So, I have implemented a path overlap on a graph with a custom-made A*, using boost::graph
, but all developed from scratch.
What is a path overlap is simple. Given a graph of letters ('A'-> 'C'
, ...), and a word HELLO, I need to find the best overlapping starting from 'H'
in the graph, ending in 'O'
(if it exists, or end when the path length is reached). The "best" refers to the way candidate nodes are chosen, simply exploring the letter that is nearer to the current one in the word. The graph weights are therefore dynamic, they depend on the input word. See the following example:
/*
* B H
* / \ /
* A---D---F---G---I
* \ /\
* C E
*
* input: A E I O U
* result: A D F G I
*/
What I've done is simple: using a DFS that tracks nodes and inserts them in a priority queue.
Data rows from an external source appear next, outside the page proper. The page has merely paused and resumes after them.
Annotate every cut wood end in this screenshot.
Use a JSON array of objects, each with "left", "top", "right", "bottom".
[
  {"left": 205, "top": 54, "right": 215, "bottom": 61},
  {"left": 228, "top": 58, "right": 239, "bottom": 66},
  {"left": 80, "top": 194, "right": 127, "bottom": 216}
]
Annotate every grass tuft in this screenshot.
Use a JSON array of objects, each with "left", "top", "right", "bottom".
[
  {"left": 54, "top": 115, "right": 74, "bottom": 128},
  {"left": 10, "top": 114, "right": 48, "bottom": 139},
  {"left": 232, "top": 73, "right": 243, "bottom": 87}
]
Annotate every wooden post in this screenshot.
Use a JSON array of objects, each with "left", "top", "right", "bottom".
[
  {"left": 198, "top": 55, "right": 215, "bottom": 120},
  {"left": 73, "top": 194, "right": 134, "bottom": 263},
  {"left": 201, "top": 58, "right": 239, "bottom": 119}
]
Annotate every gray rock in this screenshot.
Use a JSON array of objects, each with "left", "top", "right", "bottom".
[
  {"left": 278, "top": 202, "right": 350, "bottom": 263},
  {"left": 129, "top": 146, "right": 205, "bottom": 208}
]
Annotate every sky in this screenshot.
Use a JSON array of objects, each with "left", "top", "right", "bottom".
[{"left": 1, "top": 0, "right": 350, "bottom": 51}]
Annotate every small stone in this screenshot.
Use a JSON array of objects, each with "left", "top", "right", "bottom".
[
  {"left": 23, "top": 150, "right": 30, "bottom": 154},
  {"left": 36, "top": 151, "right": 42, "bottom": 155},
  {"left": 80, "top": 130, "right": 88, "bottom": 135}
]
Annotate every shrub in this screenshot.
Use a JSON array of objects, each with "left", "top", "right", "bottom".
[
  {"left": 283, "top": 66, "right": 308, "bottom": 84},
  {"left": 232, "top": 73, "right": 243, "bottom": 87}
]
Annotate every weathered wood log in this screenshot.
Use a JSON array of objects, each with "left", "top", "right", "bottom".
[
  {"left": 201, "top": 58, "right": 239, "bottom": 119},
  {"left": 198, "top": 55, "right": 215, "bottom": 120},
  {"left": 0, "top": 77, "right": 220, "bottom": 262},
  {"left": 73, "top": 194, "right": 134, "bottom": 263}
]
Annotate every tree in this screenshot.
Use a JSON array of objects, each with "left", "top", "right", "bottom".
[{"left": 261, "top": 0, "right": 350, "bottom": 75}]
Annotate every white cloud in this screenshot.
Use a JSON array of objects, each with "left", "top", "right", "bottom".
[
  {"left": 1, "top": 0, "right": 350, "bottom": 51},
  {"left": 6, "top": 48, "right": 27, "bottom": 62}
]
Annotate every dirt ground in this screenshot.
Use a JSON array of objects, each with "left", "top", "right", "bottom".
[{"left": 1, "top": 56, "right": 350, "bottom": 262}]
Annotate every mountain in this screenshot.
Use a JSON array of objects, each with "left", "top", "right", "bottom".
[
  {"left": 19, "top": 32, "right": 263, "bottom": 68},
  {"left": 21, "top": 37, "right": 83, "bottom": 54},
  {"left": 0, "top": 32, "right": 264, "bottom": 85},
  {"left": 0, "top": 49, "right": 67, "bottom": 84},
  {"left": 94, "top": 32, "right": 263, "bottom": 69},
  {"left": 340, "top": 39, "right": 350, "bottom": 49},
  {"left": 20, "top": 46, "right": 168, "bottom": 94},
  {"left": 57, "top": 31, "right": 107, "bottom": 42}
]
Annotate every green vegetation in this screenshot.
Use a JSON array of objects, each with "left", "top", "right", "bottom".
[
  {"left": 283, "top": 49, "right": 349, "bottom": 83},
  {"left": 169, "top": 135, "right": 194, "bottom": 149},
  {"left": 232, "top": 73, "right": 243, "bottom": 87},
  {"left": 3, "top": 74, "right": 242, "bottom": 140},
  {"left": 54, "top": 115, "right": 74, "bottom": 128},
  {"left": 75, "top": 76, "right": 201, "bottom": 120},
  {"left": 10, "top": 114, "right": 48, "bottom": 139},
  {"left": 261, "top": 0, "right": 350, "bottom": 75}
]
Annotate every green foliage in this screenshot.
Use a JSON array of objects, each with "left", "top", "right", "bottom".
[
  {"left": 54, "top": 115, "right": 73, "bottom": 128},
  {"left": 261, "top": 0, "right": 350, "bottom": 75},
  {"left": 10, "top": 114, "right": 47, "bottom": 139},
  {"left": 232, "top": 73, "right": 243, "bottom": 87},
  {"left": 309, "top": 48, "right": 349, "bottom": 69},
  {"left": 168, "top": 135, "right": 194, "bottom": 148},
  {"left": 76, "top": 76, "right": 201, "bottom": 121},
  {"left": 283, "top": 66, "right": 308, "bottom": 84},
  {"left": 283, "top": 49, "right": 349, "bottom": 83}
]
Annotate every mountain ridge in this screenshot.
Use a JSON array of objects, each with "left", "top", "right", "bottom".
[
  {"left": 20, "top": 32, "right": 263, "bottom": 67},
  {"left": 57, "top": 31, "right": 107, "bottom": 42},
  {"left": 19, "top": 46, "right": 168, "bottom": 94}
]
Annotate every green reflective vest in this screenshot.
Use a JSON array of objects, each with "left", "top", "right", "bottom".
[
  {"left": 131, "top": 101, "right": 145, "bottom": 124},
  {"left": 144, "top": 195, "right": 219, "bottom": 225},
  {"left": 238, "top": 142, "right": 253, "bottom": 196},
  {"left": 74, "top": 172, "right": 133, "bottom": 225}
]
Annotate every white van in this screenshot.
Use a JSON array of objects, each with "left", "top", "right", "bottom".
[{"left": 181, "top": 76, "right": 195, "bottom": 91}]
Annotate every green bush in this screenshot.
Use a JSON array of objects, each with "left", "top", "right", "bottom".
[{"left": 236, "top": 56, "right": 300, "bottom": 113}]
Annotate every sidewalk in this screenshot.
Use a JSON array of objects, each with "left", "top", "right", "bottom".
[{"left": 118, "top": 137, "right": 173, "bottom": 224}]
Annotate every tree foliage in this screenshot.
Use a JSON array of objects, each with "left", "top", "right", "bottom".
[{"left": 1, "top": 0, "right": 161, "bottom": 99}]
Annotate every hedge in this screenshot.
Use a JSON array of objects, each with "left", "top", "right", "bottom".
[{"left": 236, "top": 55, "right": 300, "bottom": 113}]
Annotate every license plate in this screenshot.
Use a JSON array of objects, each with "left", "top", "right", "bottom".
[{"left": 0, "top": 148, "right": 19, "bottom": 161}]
Obviously, this isn't quite optimal: I'd very much like to use boost::depth_first_search
.
My problem is simple: all the examples use a graph traversal with no initial node. The graph is very large, like 8M nodes minimum, hoping to get up to 100M nodes, on a cluster. So I am aiming to distribute the graph over a cluster with Parallel BGL.
What to you suggest?
Probably my from scratch approach isn't really the best one, it would be easier to use BGL, but although I succeeded in trying a very basic astar_search
, I am failing to try a simple depth_first_search
. I am unable to understand color maps and how I can set the destination node, so I will post my code, hoping someone will point me in the right direction.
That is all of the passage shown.